La situación política mundial reviste fragilidades que se ponen de manifiesto en varias ocasiones, y que ponen en vilo al mundo pero que al mismo tiempo causan mucho dolor y preocupación en los pueblos que se enfrentan.
Esta vez el turno es el de dos naciones vecinas: la república de Azerbaiyán y la república de Armenia, reclamando derechos tradicionales y espacios geográficos que se encuentran en disputa y que colocan a las potencias globales en uno y otro bando.
He visto dolorosas imágenes de niños y jóvenes azeríes devastados por las bombas, quemados por el fuego, así como la histórica ciudad de Ganyá, cuna del extraordinario poeta Nizami Ganjavi, duramente afectada como resultante de la guerra desatada.
Estamos en el tercer milenio, las conquistas del espíritu humano son extraordinarias, lo han elevado a remontarse al espacio, a explorar el infinito y también a trabajar con las moléculas más pequeñas.

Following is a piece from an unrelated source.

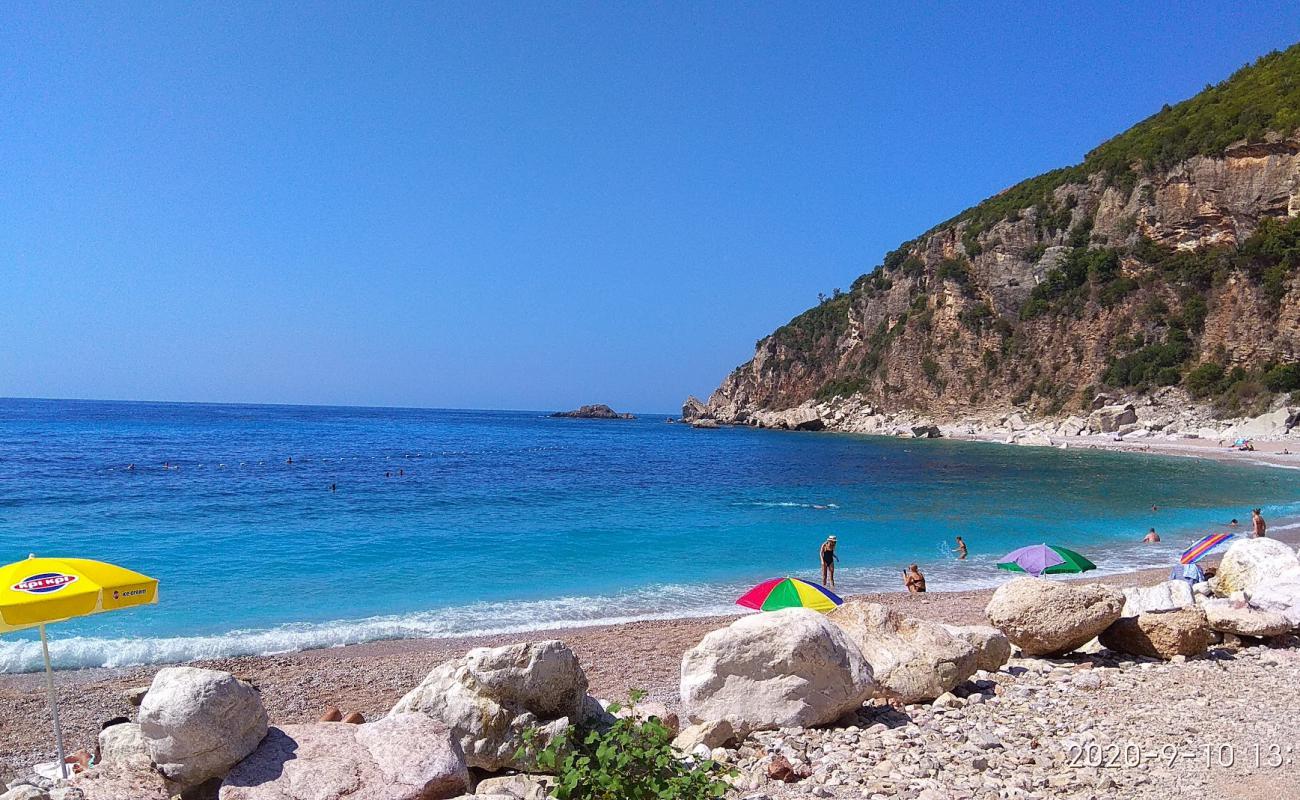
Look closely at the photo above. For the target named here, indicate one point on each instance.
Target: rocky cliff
(1169, 258)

La maravilla de las composiciones musicales, la magia de la palabra, las obras de arte creadas en base a algoritmos dotados de movimiento propio, hacen que pensemos que el ser humano debería dejar de ser un depredador, y se transforme en más humano, más solidario, más confiables los unos en los otros.
Por ello sorprenden los amagos de guerra, los ataques, las muertes y es necesario que el derecho internacional se imponga, que sean los organismos internacionales, los arbitrajes, los que se hagan cargo de esta situación como de otras que desgarran la tierra y causan tanto dolor y tanta muerte.
Hay una tregua establecida entre los gobiernos de los dos países, esperemos que sea definitiva, que no tengamos que lamentar más pérdidas y que los buenos oficios de la diplomacia internacional logren el objetivo supremo de la paz.
Las guerras, los heridos, los muertos, conducen a más violencias, se transforman en obstáculos insalvables a la hora de pensar en los acuerdos; por ello, mientras más pronto se consigan, serán mejor para las partes, para los bandos en conflicto.
Siempre he abogado por los beneficios de la paz, por la necesidad de dirimir las diferencias a través de los diálogos, por la posibilidad de sentarse alrededor de una mesa y encontrar que los conflictos pueden resolverse con argumentos y con razones que dejen de lado el ruido de las armas, el fragor de las batallas, el resultante en heridos y en muertes.